If the gambling all occurs in one location though, then at least there is often information that can be gathered about these gambling events and they can be busted by the cops. This happens from time to time around the country even today.
When the location is moved outside the jurisdiction though, then all bets are off, and the jurisdiction where the bets are being placed from, where the betting or gambling is actually taking place, is powerless to stop it, due to an inability to obtain enough information to detect it.
Online Gambling Greatly Expands This Challenge
With online gambling, we’re not only talking about the bets being placed outside the state, but outside the country as well. Now one may think that technology would make it fairly easy to detect people placing bets online, but this really isn’t the case.
In some countries, with privacy laws far less stringent than what we see in the United States, they have attempted to monitor people’s internet activity to look to catch them gambling online, but this has failed. This is a lot harder than one may think, and just because someone visits an internet site, doesn’t mean they have gambled with real money at it.
To make things much more challenging, people in these countries often connect to the gambling sites through virtual private networks, located in other countries, and this not only gets around a country’s banning their internet providers from offering people access to gambling sites, it takes the whole gambling experience behind a curtain that the government cannot access, even with all the spying they wish to do.
So online gambling has the means to take the whole gambling experience well out of the reach of enforcement agencies, and even completely off the grid should one choose. Geolocation to try to get around proxy servers won’t help here by the way, as this requires the providers to co-operate, and they want the business of your players and aren’t subject to your wishes so this isn’t feasible.
Some Other Differences Between Land and Online Gambling
Aside from these obvious practical impediments to enforcement, which is the biggest issue here by far in spite of few people realizing it, there are some other differences, ones that are more commonly cited.
Some of the laws in various states are focused upon it being illegal to offer gambling in their state, and at one time this was sufficient to limit most of not all of it, due to all or almost all of the gambling being done at physical locations within the state.
So the thinking was, get rid of the operators, and you get rid of the gambling, but this of course isn’t the case anymore. So there may not even be any laws against gambling per se, and the laws may not have been updated since.

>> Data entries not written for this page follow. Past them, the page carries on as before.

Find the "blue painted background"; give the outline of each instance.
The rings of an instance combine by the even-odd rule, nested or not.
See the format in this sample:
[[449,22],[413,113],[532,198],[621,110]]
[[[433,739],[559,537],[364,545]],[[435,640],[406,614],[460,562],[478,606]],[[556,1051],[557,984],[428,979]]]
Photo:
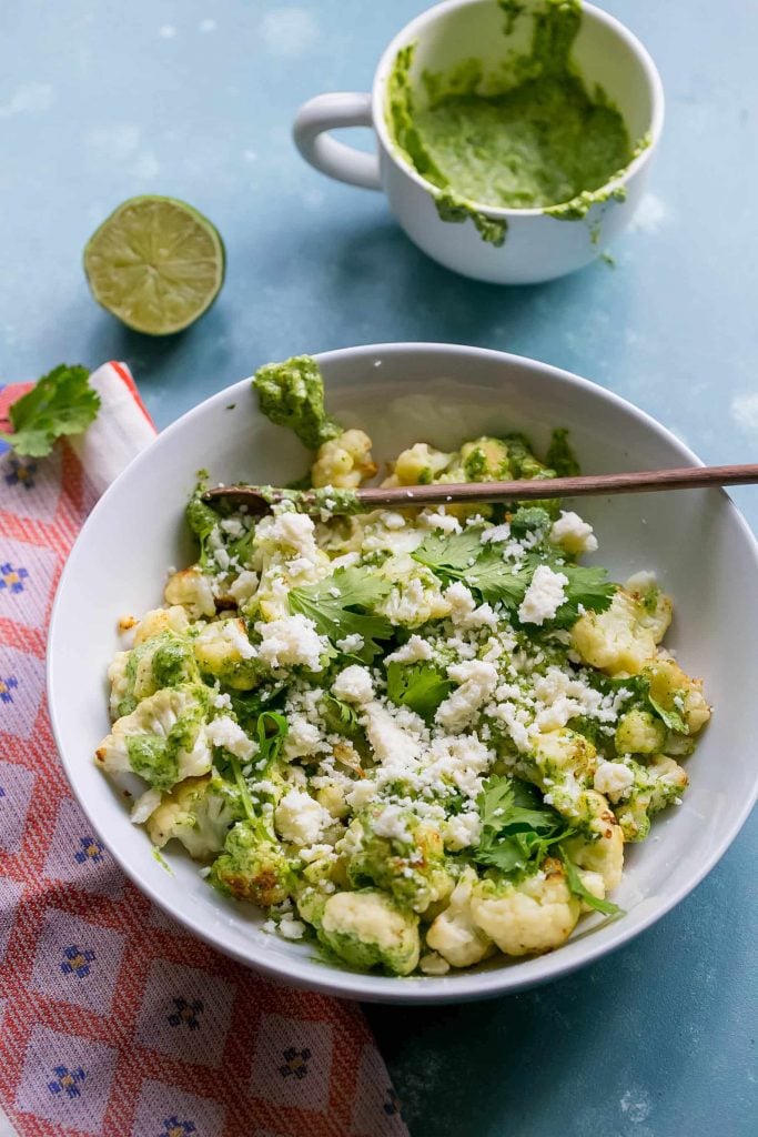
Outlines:
[[[755,460],[758,5],[606,0],[667,92],[650,192],[615,268],[519,290],[438,267],[378,194],[320,177],[290,141],[298,105],[367,89],[383,45],[425,6],[2,5],[0,380],[123,358],[163,426],[268,359],[450,340],[567,367],[707,460]],[[81,271],[92,230],[143,192],[191,201],[228,249],[217,305],[168,341],[119,327]],[[735,497],[755,525],[756,491]],[[551,987],[369,1010],[414,1137],[753,1135],[757,861],[753,818],[676,912]]]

There’s also the matter of where the gambling takes place when it occurs online, and without any specific direction in the law, saying for example that if a bet is placed on a device by someone in the state than the gambling occurs in the state, a good argument can be made that the gambling exists on the server where the bet was placed.
So in other words if you place a bet with a gambling site and their servers are located in another country, the gambling occurred in that country, just like it would if you visited that country and gambled in one of their casinos there.
There’s no law saying you can’t go to a casino in Canada for instance, and it may not be any different if the server that you placed the bet is located in Canada either, and most bets by Americans go through Canadian servers.
So you can be placing bets in a certain state but whether or not you are gambling in that state may be at the very least disputable.
I do want to point out though that just because a state doesn’t explicitly prohibit online gambling, doesn’t mean that online gambling is permitted, as this is going to depend on the laws of the state, and depending on how they read, it may or may not.
Online gambling has certainly changed the gambling landscape forever though, not just from a convenience perspective, but from a legal one as well.